Sayangnya, Silvi tak pernah percaya. Gadis cantik blasteran Sunda-Inggris itu gelisah. Hatinya dicengkeram resah.
"Andai saja aku bisa melakukannya sendiri..." desahnya.
"Aku tidak akan mempercayakan uangku untuk dipegang olehnya. Bahkan pada saudaraku sendiri, persoalan uang dan bisnis, aku tak pernah percaya."
Semua ini gegara saham dan butik. Silvi tak pernah mempercayai siapa pun untuk membantunya mengelola butik, saham, dan harta simpanannya. Namun sang ibu menyuruhnya mempercayakannya pada Sarah, kakak sulungnya. Dengan terpaksa, Silvi menurut. Meski hatinya menerbitkan secercah keraguan.

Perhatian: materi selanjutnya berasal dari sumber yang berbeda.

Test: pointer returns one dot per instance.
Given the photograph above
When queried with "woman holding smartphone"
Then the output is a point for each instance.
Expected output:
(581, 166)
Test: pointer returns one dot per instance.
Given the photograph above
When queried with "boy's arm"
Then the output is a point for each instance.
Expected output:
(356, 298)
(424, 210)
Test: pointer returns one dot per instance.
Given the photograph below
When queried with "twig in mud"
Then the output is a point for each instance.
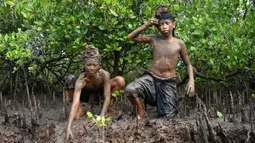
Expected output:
(210, 129)
(202, 129)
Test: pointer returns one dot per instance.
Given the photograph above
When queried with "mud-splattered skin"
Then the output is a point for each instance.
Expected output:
(93, 79)
(166, 50)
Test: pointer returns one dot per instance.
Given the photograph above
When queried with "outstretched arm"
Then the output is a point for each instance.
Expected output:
(142, 38)
(190, 88)
(107, 92)
(80, 83)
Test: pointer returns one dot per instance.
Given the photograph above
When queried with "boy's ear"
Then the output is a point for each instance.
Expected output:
(174, 24)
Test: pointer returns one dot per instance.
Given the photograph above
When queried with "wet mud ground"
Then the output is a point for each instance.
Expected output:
(50, 127)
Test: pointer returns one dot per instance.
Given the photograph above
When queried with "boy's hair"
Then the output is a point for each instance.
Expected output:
(162, 13)
(91, 55)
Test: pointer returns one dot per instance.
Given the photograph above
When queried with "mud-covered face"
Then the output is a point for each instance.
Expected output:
(91, 67)
(166, 26)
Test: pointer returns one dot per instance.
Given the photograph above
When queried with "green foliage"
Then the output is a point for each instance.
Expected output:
(99, 120)
(219, 114)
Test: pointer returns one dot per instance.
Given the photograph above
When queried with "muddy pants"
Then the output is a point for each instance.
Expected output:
(155, 92)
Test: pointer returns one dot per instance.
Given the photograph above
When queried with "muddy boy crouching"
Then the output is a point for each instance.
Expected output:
(157, 86)
(91, 83)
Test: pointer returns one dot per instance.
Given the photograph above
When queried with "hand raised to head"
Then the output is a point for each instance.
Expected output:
(153, 21)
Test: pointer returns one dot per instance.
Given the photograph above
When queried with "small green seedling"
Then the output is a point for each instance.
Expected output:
(99, 120)
(219, 114)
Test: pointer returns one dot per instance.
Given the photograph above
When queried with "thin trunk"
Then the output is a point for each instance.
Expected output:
(27, 88)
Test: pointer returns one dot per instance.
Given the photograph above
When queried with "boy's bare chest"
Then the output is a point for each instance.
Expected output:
(94, 83)
(166, 49)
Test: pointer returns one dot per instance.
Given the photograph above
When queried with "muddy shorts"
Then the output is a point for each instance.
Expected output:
(157, 92)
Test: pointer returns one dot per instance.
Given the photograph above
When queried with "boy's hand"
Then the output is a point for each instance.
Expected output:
(81, 81)
(153, 21)
(190, 88)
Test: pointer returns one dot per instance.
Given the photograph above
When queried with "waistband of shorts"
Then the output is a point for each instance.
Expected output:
(160, 78)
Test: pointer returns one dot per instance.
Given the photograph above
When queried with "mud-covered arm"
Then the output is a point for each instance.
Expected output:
(80, 83)
(135, 35)
(107, 92)
(190, 88)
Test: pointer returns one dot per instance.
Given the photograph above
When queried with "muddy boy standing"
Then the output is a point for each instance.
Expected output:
(157, 86)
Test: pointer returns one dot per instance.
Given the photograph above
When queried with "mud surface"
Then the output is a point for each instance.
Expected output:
(50, 126)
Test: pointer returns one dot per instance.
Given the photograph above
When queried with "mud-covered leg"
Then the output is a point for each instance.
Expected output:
(69, 87)
(117, 83)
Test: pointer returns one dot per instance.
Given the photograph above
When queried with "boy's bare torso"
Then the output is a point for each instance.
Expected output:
(95, 82)
(165, 56)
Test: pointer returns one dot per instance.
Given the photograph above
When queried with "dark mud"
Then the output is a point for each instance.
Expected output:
(50, 127)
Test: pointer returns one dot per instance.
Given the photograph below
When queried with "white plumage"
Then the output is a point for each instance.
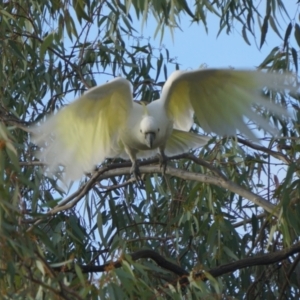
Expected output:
(105, 122)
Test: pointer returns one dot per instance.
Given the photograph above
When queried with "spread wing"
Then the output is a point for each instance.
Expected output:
(222, 100)
(85, 132)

Di dalam kamarnya, gadis itu berjalan memutari ruangan. Resah dan bertanya-tanya. Apa yang harus ia lakukan? Bijakkah keputusannya menuruti Mamanya? Sejak dulu, Silvi tak pernah menyukai Sarah dan Clara. Tak pernah dekat, tak pernah terbuka. Lalu, tetiba saja, ia serahkan persoalan bisnis untuk dikelola perempuan yang tidak pernah ia percaya.
Hujan menerpa kaca jendela. Tetes-tetes dinginnya berhamburaan menjatuhi halaman berumput. Langit gelap berselimutkan awan Nimbus. Suram, sesuram hati Silvi.
Sepi mengurungnya rapat-rapat. Silvi menggigiti bagian dalam pipinya. Tidak, ia bisa diam terus begini. Ia harus melakukan sesuatu.
** Â Â Â
Berada di dekat pria tampan berwajah oriental ini membuat hati Silvi berdesir. Dinginnya hujan di luar sana terkalahkan dengan kehangatan yang menyelimuti jiwa. Silvi berpelukan dengan pria tampan berjas dan berdasi hitam itu. Merasakan wangi Blue Seduction Antonio Banderas berpadu dengan wangi parfumnya sendiri.
"Calvin, you know I love you." bisiknya.
"I see." Bibir Calvin bergerak perlahan, membentuk dua kata itu.